Cette fois, l’entreprise se retrouve encore sous le feu des projecteurs à cause d’une de ses filiales, Revolv. Cette dernière est une société américaine rachetée par Google en octobre 2014 au travers de Nest, qui fabriquait un hub domotique capable d’établir des liaisons entre différents appareils connectés.
Dans une annonce passée inaperçue en février, Tim Enwall et Mike Soucie, les fondateurs de la start-up, avaient prévenu que les hubs arrêteront tout simplement de fonctionner à partir du 15 mai, sans autre forme de procès.
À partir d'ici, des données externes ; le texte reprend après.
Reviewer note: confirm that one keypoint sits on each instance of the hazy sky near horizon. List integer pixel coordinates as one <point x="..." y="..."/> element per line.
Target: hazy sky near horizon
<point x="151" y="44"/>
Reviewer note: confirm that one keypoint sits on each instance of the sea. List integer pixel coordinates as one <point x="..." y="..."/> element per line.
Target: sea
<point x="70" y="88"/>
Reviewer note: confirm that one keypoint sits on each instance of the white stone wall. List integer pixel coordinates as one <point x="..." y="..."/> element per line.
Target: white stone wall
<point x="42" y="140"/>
Et comme on pouvait s’en douter, la pilule est passée avec difficulté auprès des utilisateurs du produit, qui vont se retrouver avec un boîtier à 300 dollars complètement inutilisable.
D’après les fondateurs de la firme, cet arrêt est dû à l’intégration de leur technologie au sein de « Works with Nest », un programme similaire à Apple Home Kit qui permet aux constructeurs tiers de rendre leurs appareils compatibles avec l’écosystème de Nest. « Hélas, cela veut dire que nous ne pouvons plus allouer des ressources à Revolv et nous devons fermer le service », explique l’entreprise.
La question de la longévité du matériel
Le boîtier domotique de Revolv a été retiré de la vente en octobre 2014, et on ne sait pas combien de personnes utilisent encore ce produit. Mais la décision de Nest soulève cependant une question importante relative à l’Internet des objets. Ainsi, comme le souligne Arlo Gilbert, un entrepreneur et possesseur mécontent de Revolv, on peut se demander si « l’Internet des objets n’annonce pas la fin du concept de propriété ? Achetons-nous juste du matériel éphémère de manière intentionnelle » ?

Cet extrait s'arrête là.